Aydın denilen sosyal grup toplumun vicdanıdır, her türlü saldırıya karşı koruyucu virüs programıdır. İşte burada aydınlara da virüs atılması gerçeğiyle karşı karşıya geliyoruz. Aydınlara virüs atıldığını gören ve bunu aydınlara bile anlatmakta zorluk çekenlerin çektiği acılar…
Ülkenin doğasını var eden yaşam dengesi bozulurken, halkın geleceğinin kan damarları kesilirken yaklaşan tehlikeyi halka anlatmak isteyenlerin çektikleri acılar…
Sevr Anlaşması hortlatılarak ülke bölünmeye çalışılırken yaklaşan tehlikeyi işaret edenler Ergenekon, Balyoz, Casusluk Davası vb kumpaslarla hapislere atılırken bu aydınların ve yakınlarının çektikleri acılar…
HES yapıyoruz diyerek ülkenin akarsularına kelepçe vurulurken, susuz kalan doğa göz göre-göre ölüme terk edilirken bu gerçekliği anlatmaya çalışan ama yalnız kalanların çektikleri acılar…
Köprü yapıyoruz derken yağmalanan ormanlar eliyle insanların oksijen kaynakları yok edilirken yani halkın akciğerleri sökülürken sesini bir türlü halka duyuramayanların çektikleri acılar…
Gezi Parkı olayları bütün yurda yayılırken hayatlarını kaybeden insanlar ve acılarını yeterince duyuramayan yakınlarının çektikleri acılar… Atılan gaz bombası fişekleriyle gözlerini kaybeden insanların çektikleri acılar… Burada bir parantez açsak diyorum. Ogünlerde gözlerini kaybeden insanları ne yaparlar, nasıl yaşarlar acaba diyerek konuyu gündeme getiren bir haber gördünüz mü hiç?
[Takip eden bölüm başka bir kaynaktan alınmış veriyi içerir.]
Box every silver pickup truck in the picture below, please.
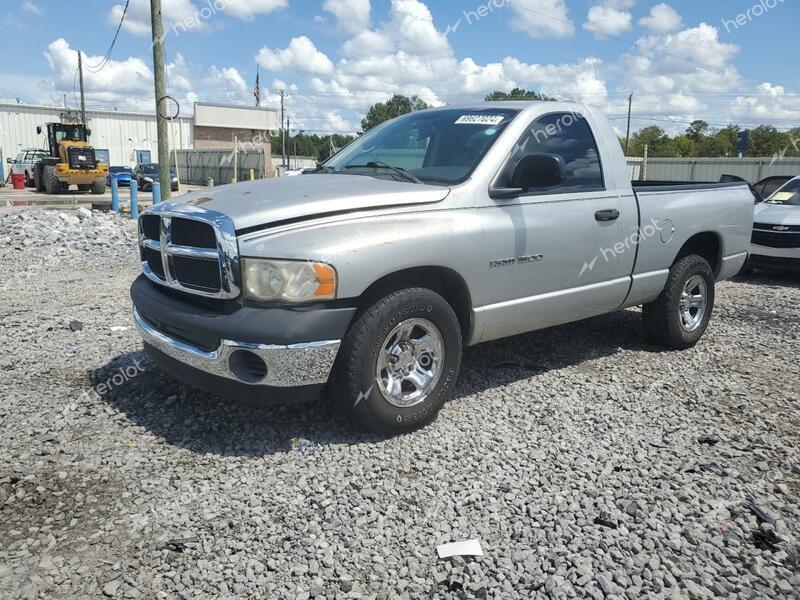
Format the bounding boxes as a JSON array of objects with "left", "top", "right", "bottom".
[{"left": 130, "top": 102, "right": 753, "bottom": 434}]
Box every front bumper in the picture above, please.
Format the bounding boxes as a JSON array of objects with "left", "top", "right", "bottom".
[
  {"left": 133, "top": 306, "right": 341, "bottom": 388},
  {"left": 130, "top": 275, "right": 356, "bottom": 399}
]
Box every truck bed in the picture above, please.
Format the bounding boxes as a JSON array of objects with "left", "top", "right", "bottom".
[{"left": 632, "top": 180, "right": 753, "bottom": 193}]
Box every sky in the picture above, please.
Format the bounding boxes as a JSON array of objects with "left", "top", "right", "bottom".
[{"left": 1, "top": 0, "right": 798, "bottom": 136}]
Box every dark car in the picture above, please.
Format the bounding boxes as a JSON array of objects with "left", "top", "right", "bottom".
[
  {"left": 135, "top": 163, "right": 179, "bottom": 192},
  {"left": 107, "top": 166, "right": 134, "bottom": 187}
]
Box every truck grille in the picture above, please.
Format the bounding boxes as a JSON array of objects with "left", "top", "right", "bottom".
[
  {"left": 67, "top": 147, "right": 96, "bottom": 169},
  {"left": 752, "top": 223, "right": 800, "bottom": 249},
  {"left": 138, "top": 206, "right": 240, "bottom": 299}
]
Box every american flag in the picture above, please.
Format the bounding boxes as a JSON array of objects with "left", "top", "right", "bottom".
[{"left": 253, "top": 68, "right": 261, "bottom": 107}]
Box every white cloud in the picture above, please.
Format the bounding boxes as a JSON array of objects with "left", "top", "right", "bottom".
[
  {"left": 256, "top": 36, "right": 335, "bottom": 75},
  {"left": 508, "top": 0, "right": 575, "bottom": 39},
  {"left": 110, "top": 0, "right": 286, "bottom": 37},
  {"left": 583, "top": 5, "right": 633, "bottom": 38},
  {"left": 342, "top": 30, "right": 392, "bottom": 57},
  {"left": 111, "top": 0, "right": 205, "bottom": 36},
  {"left": 638, "top": 3, "right": 682, "bottom": 34},
  {"left": 323, "top": 0, "right": 371, "bottom": 34},
  {"left": 220, "top": 0, "right": 287, "bottom": 20},
  {"left": 731, "top": 83, "right": 800, "bottom": 124},
  {"left": 22, "top": 1, "right": 42, "bottom": 15}
]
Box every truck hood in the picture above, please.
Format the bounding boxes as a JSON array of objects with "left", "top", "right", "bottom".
[
  {"left": 175, "top": 174, "right": 450, "bottom": 231},
  {"left": 754, "top": 202, "right": 800, "bottom": 227}
]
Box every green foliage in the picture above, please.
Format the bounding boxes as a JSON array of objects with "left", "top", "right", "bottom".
[
  {"left": 270, "top": 132, "right": 357, "bottom": 163},
  {"left": 630, "top": 126, "right": 676, "bottom": 157},
  {"left": 360, "top": 95, "right": 429, "bottom": 131},
  {"left": 485, "top": 88, "right": 556, "bottom": 102}
]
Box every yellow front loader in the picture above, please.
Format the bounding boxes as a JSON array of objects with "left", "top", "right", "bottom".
[{"left": 33, "top": 122, "right": 108, "bottom": 194}]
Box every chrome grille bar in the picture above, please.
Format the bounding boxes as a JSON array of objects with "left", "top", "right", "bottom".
[{"left": 138, "top": 203, "right": 241, "bottom": 299}]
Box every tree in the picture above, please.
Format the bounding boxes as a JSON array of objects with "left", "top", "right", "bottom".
[
  {"left": 360, "top": 95, "right": 429, "bottom": 131},
  {"left": 685, "top": 120, "right": 709, "bottom": 142},
  {"left": 485, "top": 88, "right": 555, "bottom": 102},
  {"left": 630, "top": 126, "right": 675, "bottom": 157},
  {"left": 674, "top": 135, "right": 693, "bottom": 157},
  {"left": 748, "top": 125, "right": 788, "bottom": 157}
]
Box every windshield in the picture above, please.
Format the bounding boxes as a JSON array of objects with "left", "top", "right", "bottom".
[
  {"left": 323, "top": 108, "right": 520, "bottom": 185},
  {"left": 54, "top": 126, "right": 86, "bottom": 142},
  {"left": 110, "top": 167, "right": 131, "bottom": 174},
  {"left": 765, "top": 178, "right": 800, "bottom": 206},
  {"left": 140, "top": 164, "right": 159, "bottom": 174}
]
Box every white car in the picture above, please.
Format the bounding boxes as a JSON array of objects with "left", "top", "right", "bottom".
[
  {"left": 750, "top": 176, "right": 800, "bottom": 272},
  {"left": 7, "top": 148, "right": 49, "bottom": 187}
]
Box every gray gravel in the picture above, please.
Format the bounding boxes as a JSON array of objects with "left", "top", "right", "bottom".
[{"left": 1, "top": 209, "right": 799, "bottom": 599}]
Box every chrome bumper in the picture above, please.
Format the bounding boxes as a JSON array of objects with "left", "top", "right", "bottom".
[{"left": 132, "top": 307, "right": 340, "bottom": 387}]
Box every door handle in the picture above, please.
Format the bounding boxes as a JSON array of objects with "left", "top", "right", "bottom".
[{"left": 595, "top": 209, "right": 620, "bottom": 222}]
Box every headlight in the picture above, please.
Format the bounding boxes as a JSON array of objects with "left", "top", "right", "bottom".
[
  {"left": 172, "top": 176, "right": 178, "bottom": 182},
  {"left": 144, "top": 176, "right": 154, "bottom": 182},
  {"left": 243, "top": 258, "right": 337, "bottom": 302}
]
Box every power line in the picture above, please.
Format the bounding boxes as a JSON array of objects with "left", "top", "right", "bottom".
[{"left": 85, "top": 0, "right": 130, "bottom": 73}]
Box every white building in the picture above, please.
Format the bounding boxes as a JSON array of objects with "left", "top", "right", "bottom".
[{"left": 0, "top": 102, "right": 193, "bottom": 167}]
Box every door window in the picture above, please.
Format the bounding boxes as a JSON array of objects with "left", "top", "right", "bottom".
[{"left": 504, "top": 112, "right": 605, "bottom": 194}]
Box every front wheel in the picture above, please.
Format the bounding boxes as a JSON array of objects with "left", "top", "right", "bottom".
[
  {"left": 332, "top": 287, "right": 462, "bottom": 435},
  {"left": 91, "top": 180, "right": 107, "bottom": 194},
  {"left": 643, "top": 255, "right": 715, "bottom": 349}
]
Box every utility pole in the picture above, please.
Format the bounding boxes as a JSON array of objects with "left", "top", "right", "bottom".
[
  {"left": 77, "top": 50, "right": 86, "bottom": 126},
  {"left": 287, "top": 118, "right": 291, "bottom": 168},
  {"left": 280, "top": 90, "right": 287, "bottom": 169},
  {"left": 150, "top": 0, "right": 171, "bottom": 200},
  {"left": 624, "top": 92, "right": 633, "bottom": 156}
]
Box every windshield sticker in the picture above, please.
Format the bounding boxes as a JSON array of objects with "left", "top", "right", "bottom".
[
  {"left": 455, "top": 115, "right": 505, "bottom": 126},
  {"left": 769, "top": 192, "right": 795, "bottom": 202}
]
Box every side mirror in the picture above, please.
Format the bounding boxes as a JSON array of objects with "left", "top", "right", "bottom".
[
  {"left": 36, "top": 126, "right": 42, "bottom": 135},
  {"left": 511, "top": 153, "right": 565, "bottom": 190},
  {"left": 86, "top": 128, "right": 92, "bottom": 137},
  {"left": 6, "top": 158, "right": 14, "bottom": 164}
]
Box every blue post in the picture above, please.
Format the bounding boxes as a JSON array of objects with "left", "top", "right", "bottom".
[
  {"left": 110, "top": 176, "right": 119, "bottom": 214},
  {"left": 130, "top": 180, "right": 139, "bottom": 220},
  {"left": 152, "top": 181, "right": 161, "bottom": 204}
]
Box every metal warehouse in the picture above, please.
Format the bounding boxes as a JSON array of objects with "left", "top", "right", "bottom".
[{"left": 0, "top": 102, "right": 193, "bottom": 167}]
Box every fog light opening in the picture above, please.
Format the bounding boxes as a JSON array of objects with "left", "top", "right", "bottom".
[{"left": 228, "top": 350, "right": 268, "bottom": 384}]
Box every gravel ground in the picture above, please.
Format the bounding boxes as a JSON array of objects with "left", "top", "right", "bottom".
[{"left": 1, "top": 209, "right": 799, "bottom": 599}]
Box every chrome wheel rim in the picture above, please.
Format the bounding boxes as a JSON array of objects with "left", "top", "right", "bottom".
[
  {"left": 679, "top": 275, "right": 707, "bottom": 332},
  {"left": 376, "top": 318, "right": 444, "bottom": 408}
]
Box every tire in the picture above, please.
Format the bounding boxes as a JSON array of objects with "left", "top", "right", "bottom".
[
  {"left": 78, "top": 184, "right": 91, "bottom": 192},
  {"left": 332, "top": 287, "right": 462, "bottom": 435},
  {"left": 44, "top": 166, "right": 60, "bottom": 194},
  {"left": 34, "top": 165, "right": 46, "bottom": 192},
  {"left": 91, "top": 180, "right": 107, "bottom": 195},
  {"left": 642, "top": 255, "right": 715, "bottom": 349},
  {"left": 24, "top": 171, "right": 33, "bottom": 187}
]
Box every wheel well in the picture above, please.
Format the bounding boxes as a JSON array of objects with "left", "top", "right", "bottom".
[
  {"left": 673, "top": 232, "right": 721, "bottom": 275},
  {"left": 356, "top": 267, "right": 473, "bottom": 342}
]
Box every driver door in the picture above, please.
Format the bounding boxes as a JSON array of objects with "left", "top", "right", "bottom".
[{"left": 476, "top": 111, "right": 630, "bottom": 342}]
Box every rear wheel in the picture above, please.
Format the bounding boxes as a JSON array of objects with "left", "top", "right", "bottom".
[
  {"left": 77, "top": 184, "right": 91, "bottom": 192},
  {"left": 91, "top": 180, "right": 107, "bottom": 195},
  {"left": 24, "top": 171, "right": 33, "bottom": 187},
  {"left": 332, "top": 287, "right": 462, "bottom": 435},
  {"left": 643, "top": 255, "right": 715, "bottom": 349}
]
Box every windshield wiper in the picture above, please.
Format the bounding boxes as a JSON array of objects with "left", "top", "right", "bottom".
[{"left": 344, "top": 161, "right": 424, "bottom": 184}]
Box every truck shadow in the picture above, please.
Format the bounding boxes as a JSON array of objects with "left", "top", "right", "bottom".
[{"left": 99, "top": 308, "right": 661, "bottom": 456}]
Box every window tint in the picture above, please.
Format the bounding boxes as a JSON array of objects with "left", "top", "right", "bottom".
[{"left": 507, "top": 112, "right": 604, "bottom": 192}]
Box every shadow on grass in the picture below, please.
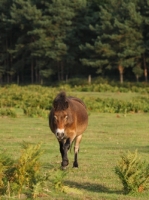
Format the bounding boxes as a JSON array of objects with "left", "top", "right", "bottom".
[
  {"left": 65, "top": 180, "right": 122, "bottom": 195},
  {"left": 119, "top": 145, "right": 149, "bottom": 154},
  {"left": 103, "top": 145, "right": 149, "bottom": 154},
  {"left": 134, "top": 145, "right": 149, "bottom": 154}
]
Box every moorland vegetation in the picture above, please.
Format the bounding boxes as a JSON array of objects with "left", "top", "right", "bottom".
[{"left": 1, "top": 82, "right": 149, "bottom": 199}]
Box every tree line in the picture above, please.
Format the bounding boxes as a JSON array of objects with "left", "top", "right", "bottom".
[{"left": 0, "top": 0, "right": 149, "bottom": 84}]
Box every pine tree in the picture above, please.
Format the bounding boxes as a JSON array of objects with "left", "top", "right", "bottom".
[
  {"left": 81, "top": 0, "right": 144, "bottom": 83},
  {"left": 9, "top": 0, "right": 42, "bottom": 83},
  {"left": 139, "top": 0, "right": 149, "bottom": 82},
  {"left": 0, "top": 0, "right": 15, "bottom": 83},
  {"left": 0, "top": 0, "right": 149, "bottom": 83},
  {"left": 28, "top": 0, "right": 80, "bottom": 81},
  {"left": 65, "top": 0, "right": 98, "bottom": 78}
]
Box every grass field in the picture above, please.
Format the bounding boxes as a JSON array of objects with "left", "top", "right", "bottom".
[{"left": 0, "top": 110, "right": 149, "bottom": 199}]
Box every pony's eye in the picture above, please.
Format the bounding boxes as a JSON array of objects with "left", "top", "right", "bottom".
[
  {"left": 54, "top": 115, "right": 57, "bottom": 121},
  {"left": 65, "top": 115, "right": 68, "bottom": 120}
]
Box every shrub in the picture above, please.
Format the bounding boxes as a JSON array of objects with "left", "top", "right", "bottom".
[
  {"left": 115, "top": 150, "right": 149, "bottom": 194},
  {"left": 0, "top": 108, "right": 17, "bottom": 118},
  {"left": 23, "top": 106, "right": 48, "bottom": 118},
  {"left": 2, "top": 84, "right": 149, "bottom": 114},
  {"left": 0, "top": 153, "right": 15, "bottom": 196},
  {"left": 0, "top": 142, "right": 49, "bottom": 199},
  {"left": 52, "top": 169, "right": 68, "bottom": 192}
]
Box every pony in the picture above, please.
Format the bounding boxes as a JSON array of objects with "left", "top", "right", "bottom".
[{"left": 49, "top": 91, "right": 88, "bottom": 169}]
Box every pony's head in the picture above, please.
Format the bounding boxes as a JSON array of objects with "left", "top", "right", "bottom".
[{"left": 52, "top": 92, "right": 70, "bottom": 140}]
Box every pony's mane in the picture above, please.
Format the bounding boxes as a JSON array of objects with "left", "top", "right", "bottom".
[{"left": 53, "top": 91, "right": 68, "bottom": 111}]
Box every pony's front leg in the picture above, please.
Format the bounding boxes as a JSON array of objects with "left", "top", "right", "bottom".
[
  {"left": 59, "top": 139, "right": 70, "bottom": 168},
  {"left": 73, "top": 135, "right": 82, "bottom": 168}
]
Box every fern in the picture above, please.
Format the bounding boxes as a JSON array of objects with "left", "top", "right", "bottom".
[
  {"left": 115, "top": 150, "right": 149, "bottom": 194},
  {"left": 0, "top": 142, "right": 49, "bottom": 198},
  {"left": 0, "top": 153, "right": 15, "bottom": 195},
  {"left": 52, "top": 169, "right": 68, "bottom": 192},
  {"left": 0, "top": 108, "right": 17, "bottom": 117},
  {"left": 13, "top": 142, "right": 44, "bottom": 197}
]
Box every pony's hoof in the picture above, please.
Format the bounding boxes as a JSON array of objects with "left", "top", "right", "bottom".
[
  {"left": 61, "top": 163, "right": 69, "bottom": 170},
  {"left": 61, "top": 160, "right": 69, "bottom": 170},
  {"left": 61, "top": 166, "right": 68, "bottom": 170},
  {"left": 73, "top": 162, "right": 78, "bottom": 168},
  {"left": 72, "top": 166, "right": 78, "bottom": 169}
]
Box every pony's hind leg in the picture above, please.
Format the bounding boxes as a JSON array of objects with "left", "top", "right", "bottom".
[{"left": 73, "top": 134, "right": 82, "bottom": 168}]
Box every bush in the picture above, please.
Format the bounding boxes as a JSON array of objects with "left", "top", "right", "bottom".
[
  {"left": 115, "top": 150, "right": 149, "bottom": 194},
  {"left": 2, "top": 84, "right": 149, "bottom": 114},
  {"left": 0, "top": 108, "right": 17, "bottom": 117},
  {"left": 23, "top": 106, "right": 48, "bottom": 118},
  {"left": 51, "top": 169, "right": 68, "bottom": 192},
  {"left": 0, "top": 142, "right": 48, "bottom": 198}
]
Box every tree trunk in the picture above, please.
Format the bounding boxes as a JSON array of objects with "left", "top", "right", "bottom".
[
  {"left": 136, "top": 75, "right": 139, "bottom": 82},
  {"left": 144, "top": 68, "right": 148, "bottom": 82},
  {"left": 57, "top": 62, "right": 60, "bottom": 81},
  {"left": 88, "top": 75, "right": 91, "bottom": 84},
  {"left": 57, "top": 61, "right": 64, "bottom": 81},
  {"left": 35, "top": 59, "right": 39, "bottom": 83},
  {"left": 66, "top": 75, "right": 68, "bottom": 82},
  {"left": 21, "top": 63, "right": 24, "bottom": 84},
  {"left": 0, "top": 75, "right": 2, "bottom": 84},
  {"left": 143, "top": 55, "right": 148, "bottom": 82},
  {"left": 31, "top": 59, "right": 34, "bottom": 84},
  {"left": 39, "top": 72, "right": 42, "bottom": 85},
  {"left": 5, "top": 38, "right": 9, "bottom": 84},
  {"left": 118, "top": 65, "right": 124, "bottom": 84},
  {"left": 17, "top": 75, "right": 19, "bottom": 85},
  {"left": 35, "top": 67, "right": 38, "bottom": 83},
  {"left": 7, "top": 73, "right": 10, "bottom": 84},
  {"left": 61, "top": 62, "right": 64, "bottom": 81}
]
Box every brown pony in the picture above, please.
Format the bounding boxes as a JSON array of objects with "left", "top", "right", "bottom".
[{"left": 49, "top": 91, "right": 88, "bottom": 169}]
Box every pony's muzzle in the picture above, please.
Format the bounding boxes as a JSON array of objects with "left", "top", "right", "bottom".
[{"left": 56, "top": 128, "right": 65, "bottom": 140}]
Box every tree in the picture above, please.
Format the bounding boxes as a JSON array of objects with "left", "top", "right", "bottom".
[
  {"left": 132, "top": 65, "right": 143, "bottom": 82},
  {"left": 28, "top": 0, "right": 83, "bottom": 81},
  {"left": 65, "top": 0, "right": 98, "bottom": 78},
  {"left": 81, "top": 0, "right": 144, "bottom": 83},
  {"left": 0, "top": 0, "right": 15, "bottom": 83},
  {"left": 9, "top": 0, "right": 42, "bottom": 83},
  {"left": 0, "top": 0, "right": 149, "bottom": 84},
  {"left": 139, "top": 0, "right": 149, "bottom": 82}
]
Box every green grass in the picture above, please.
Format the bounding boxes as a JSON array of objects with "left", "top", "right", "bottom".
[{"left": 0, "top": 111, "right": 149, "bottom": 199}]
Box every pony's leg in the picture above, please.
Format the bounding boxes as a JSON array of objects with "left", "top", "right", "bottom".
[
  {"left": 59, "top": 141, "right": 64, "bottom": 159},
  {"left": 73, "top": 134, "right": 82, "bottom": 168},
  {"left": 59, "top": 139, "right": 70, "bottom": 168}
]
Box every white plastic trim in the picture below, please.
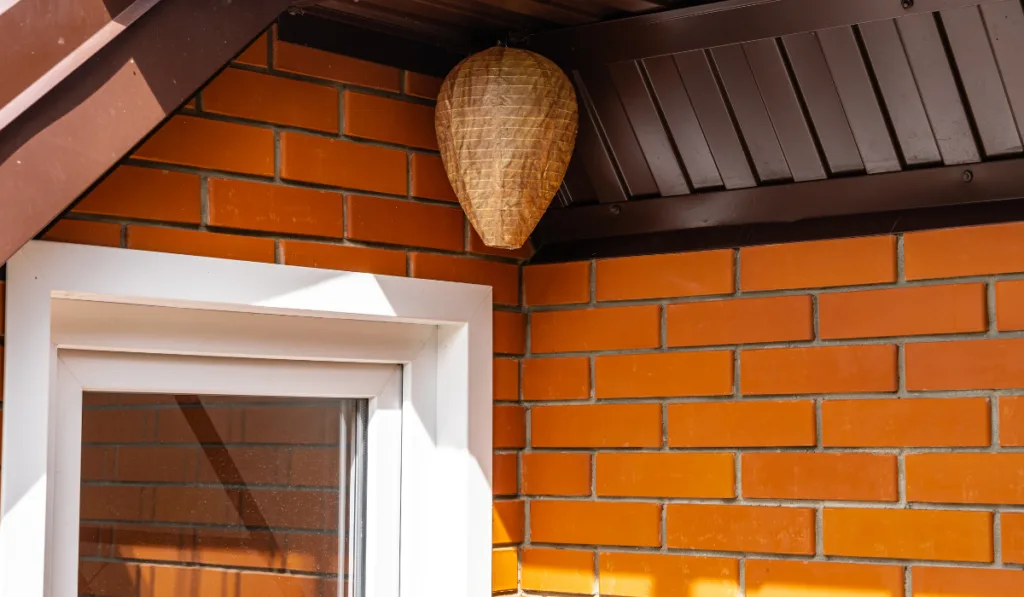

Bazı okumuşlar eliyle küresel çetelerin denetimindeki gerici tarikatlar ve bölücü terör örgütü uzantısı dernekler STK (Sivil Toplum Örgütü) sıfatlandırılarak aklanırken yaklaşan tehlikeyi halka anlatamayanların çektikleri acılar…
Ülkenin geleceği çocuklarımıza tecavüz edilirken, kadınlar her türlü şiddete maruz kalırken, failler mahkemeler eliyle serbest bırakılırken, bu zulmü halka yeterince duyuramayanların çektikleri acılar…
Bunca gerçekliği gören ama büyük bir çoğunluğu ikna edemeyenlerin çektiği acıların son bulması 16 Nisan 2017 tarihinde yapılacak referandumda halkın “Hayır” denmesiyle bir nebze de olsa azalacaktır.
Halk kültüründe binlerce yıldır havaya, toprağa, suya düşen üç cemre ile ilkbaharın geldiğine inanılmıştır. 16 Nisan 2017 düşecek dördünce cemre ile ülkemiz bahar yağmurlarıyla yeniden doğmuş gibi olacaktır.
Ve asıl çetin mücadele ise işte o tarihten sonra başlayacaktır.